Dalhousie University, Halifax, NS, Canada.
J Med Case Rep. 2021 Dec 17;15(1):625. doi: 10.1186/s13256-021-03166-w.
Subcapsular hepatic hematoma is a rare and life-threatening complication of pregnancy. It is most commonly associated with severe preeclampsia and hemolytic anemia, elevated liver enzymes, and low platelets syndrome. Patients with subcapsular hepatic hematoma typically present with epigastric, right upper quadrant or shoulder pain, nausea and vomiting, and/or shortness of breath. Here we describe a patient with a classic pain presentation, a large unruptured hematoma, and an unusual postpartum course.
A 40-year-old gravida 1 para 0 Caucasian woman presented at 39 + 6 weeks gestational age with a 3-day history of new onset pain in an otherwise uncomplicated pregnancy. She described the pain along her right torso as severe, shooting, and sharp, but at times pleuritic in nature. She was found to have new onset preeclampsia and hemolytic anemia, elevated liver enzymes, and low platelets syndrome. Induction of labor was initiated and eventually she delivered by cesarean section. Her pain persisted in the postpartum period and abdominal computed tomography scan revealed a 16 cm subcapsular hepatic hematoma. Despite the hematoma being thin walled, conservative management was recommended by the general surgeon. She then re-presented on postpartum day 15 with tachypnea, dyspnea, and pleuritic chest pain. Secondary to the subcapsular hepatic hematoma, she then developed an infected and loculated, large pleural effusion. This required video-assisted thoracoscopic surgery before her eventual discharge home on postpartum day 21.
There should be high clinical suspicion of subcapsular hepatic hematoma in patients with persistent pain in the right upper quadrant of the abdomen. Urgent imaging to investigate for subcapsular hepatic hematoma is then indicated. Cesarean delivery without labor and treatment for severe preeclampsia should be undertaken if subcapsular hepatic hematoma is found.

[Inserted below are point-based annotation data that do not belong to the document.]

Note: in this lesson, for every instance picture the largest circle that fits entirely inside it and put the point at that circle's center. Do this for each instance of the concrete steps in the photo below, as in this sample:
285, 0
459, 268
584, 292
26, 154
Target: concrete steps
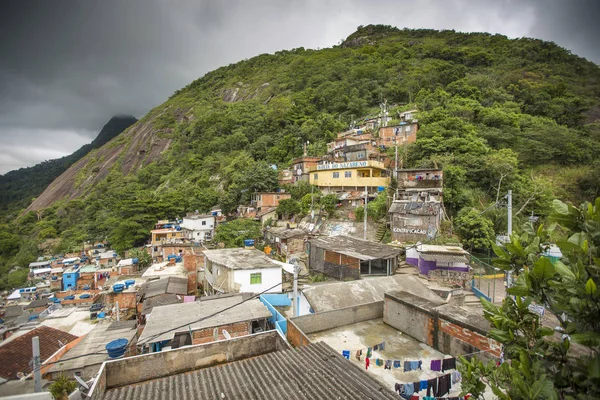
471, 299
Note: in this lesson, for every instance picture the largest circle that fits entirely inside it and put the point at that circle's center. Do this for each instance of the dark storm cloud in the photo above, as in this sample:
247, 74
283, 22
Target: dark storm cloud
67, 66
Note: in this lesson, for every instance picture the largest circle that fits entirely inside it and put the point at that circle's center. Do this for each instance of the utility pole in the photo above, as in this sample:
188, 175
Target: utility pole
396, 162
295, 305
365, 212
37, 373
509, 199
312, 203
509, 229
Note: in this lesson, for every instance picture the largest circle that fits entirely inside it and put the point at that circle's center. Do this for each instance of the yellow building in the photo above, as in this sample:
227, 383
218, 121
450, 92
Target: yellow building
165, 235
355, 175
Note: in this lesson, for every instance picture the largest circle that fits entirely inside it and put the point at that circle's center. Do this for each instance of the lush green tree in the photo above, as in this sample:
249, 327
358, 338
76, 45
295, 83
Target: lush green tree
144, 258
233, 233
475, 229
288, 208
546, 363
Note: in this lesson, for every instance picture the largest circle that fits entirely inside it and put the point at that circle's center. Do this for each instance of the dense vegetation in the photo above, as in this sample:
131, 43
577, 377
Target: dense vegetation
548, 360
18, 187
495, 114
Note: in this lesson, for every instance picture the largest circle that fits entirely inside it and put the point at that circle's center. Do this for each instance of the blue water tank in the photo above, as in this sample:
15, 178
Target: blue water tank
117, 348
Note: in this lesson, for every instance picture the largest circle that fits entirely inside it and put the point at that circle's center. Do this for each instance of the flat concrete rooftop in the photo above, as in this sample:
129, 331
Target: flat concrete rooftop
398, 346
240, 258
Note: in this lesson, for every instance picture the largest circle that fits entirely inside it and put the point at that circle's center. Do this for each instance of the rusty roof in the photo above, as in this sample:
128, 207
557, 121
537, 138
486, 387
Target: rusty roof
315, 371
17, 354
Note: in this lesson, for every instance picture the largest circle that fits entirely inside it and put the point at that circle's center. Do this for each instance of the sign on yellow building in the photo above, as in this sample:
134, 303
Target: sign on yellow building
353, 175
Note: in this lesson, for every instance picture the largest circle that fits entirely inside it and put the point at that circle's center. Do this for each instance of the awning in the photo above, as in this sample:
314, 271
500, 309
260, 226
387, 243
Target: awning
450, 258
41, 271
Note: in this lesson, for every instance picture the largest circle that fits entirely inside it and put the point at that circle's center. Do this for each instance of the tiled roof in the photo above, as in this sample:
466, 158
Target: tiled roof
315, 371
17, 354
38, 303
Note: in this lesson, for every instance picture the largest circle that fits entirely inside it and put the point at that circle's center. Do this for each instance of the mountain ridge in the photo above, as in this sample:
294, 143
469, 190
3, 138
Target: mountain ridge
495, 113
19, 186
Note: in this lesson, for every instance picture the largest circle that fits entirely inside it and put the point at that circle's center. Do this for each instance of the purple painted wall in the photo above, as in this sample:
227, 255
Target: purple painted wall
426, 266
412, 261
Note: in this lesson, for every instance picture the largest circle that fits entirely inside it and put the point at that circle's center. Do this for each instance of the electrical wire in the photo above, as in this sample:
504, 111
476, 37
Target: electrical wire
169, 330
234, 305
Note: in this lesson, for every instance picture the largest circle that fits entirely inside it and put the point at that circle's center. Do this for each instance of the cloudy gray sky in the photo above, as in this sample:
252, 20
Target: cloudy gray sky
66, 67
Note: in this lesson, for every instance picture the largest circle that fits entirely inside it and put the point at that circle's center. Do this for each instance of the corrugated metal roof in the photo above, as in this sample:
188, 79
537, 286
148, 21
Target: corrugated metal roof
315, 371
168, 317
172, 284
443, 258
17, 354
361, 249
240, 258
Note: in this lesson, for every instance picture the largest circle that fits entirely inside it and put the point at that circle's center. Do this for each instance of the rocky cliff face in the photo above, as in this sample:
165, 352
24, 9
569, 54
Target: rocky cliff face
130, 151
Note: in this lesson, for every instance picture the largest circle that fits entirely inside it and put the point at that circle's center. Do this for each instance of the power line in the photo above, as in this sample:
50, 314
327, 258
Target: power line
169, 330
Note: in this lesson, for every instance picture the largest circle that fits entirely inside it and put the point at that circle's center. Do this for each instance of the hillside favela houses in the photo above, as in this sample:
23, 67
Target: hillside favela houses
240, 270
416, 210
201, 307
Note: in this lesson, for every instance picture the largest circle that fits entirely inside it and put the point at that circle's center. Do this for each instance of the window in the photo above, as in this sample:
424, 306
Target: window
256, 278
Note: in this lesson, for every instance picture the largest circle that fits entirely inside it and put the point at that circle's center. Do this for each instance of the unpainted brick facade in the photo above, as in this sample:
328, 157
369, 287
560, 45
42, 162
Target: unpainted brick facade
234, 330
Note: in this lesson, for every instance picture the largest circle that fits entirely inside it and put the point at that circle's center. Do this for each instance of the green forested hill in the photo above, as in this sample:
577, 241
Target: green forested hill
19, 186
521, 113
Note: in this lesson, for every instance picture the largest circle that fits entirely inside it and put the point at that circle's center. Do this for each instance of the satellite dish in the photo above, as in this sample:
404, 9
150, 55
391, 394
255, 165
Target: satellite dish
81, 382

Conservative management and serial imaging are reasonable for the follow-up of a large, unruptured hematoma. Hepatic artery embolization should also be considered. Subcapsular hepatic hematoma may be complicated by infected pleural effusions and require video-assisted thoracoscopic surgery.
肝包膜下血肿是妊娠的一种罕见且危及生命的并发症。它最常与严重先兆子痫、溶血性贫血、肝酶升高和血小板减少综合征相关。肝包膜下血肿患者通常表现为上腹部、右上象限或肩部疼痛、恶心和呕吐以及/或呼吸急促。在此,我们描述了一位具有典型疼痛表现、大的未破裂血肿和不同寻常的产后病程的患者。
一位 40 岁的初产妇,白人,孕 39+6 周,在无并发症妊娠的基础上出现新的 3 天疼痛。她描述疼痛沿着她的右侧躯干,严重、放射状和锐痛,但有时性质为胸膜炎性。她被发现患有新发先兆子痫和溶血性贫血、肝酶升高和血小板减少综合征。开始引产,最终她行剖宫产分娩。她的疼痛在产后期间持续存在,腹部计算机断层扫描显示 16 厘米大的肝包膜下血肿。尽管血肿壁薄,但普外科医生建议保守治疗。然后,她在产后第 15 天再次出现呼吸急促、呼吸困难和胸膜炎性胸痛。由于肝包膜下血肿,她随后发展为感染性和分隔性大胸腔积液。这需要在她最终在产后第 21 天出院前进行电视辅助胸腔镜手术。
对于右上腹部持续疼痛的患者,应高度怀疑肝包膜下血肿。然后应立即进行影像学检查以确定是否存在肝包膜下血肿。如果发现肝包膜下血肿,应进行无分娩的剖宫产和严重先兆子痫的治疗。对于大的未破裂血肿,保守治疗和连续影像学检查是合理的。肝动脉栓塞也应考虑。肝包膜下血肿可能并发感染性胸腔积液,需要电视辅助胸腔镜手术。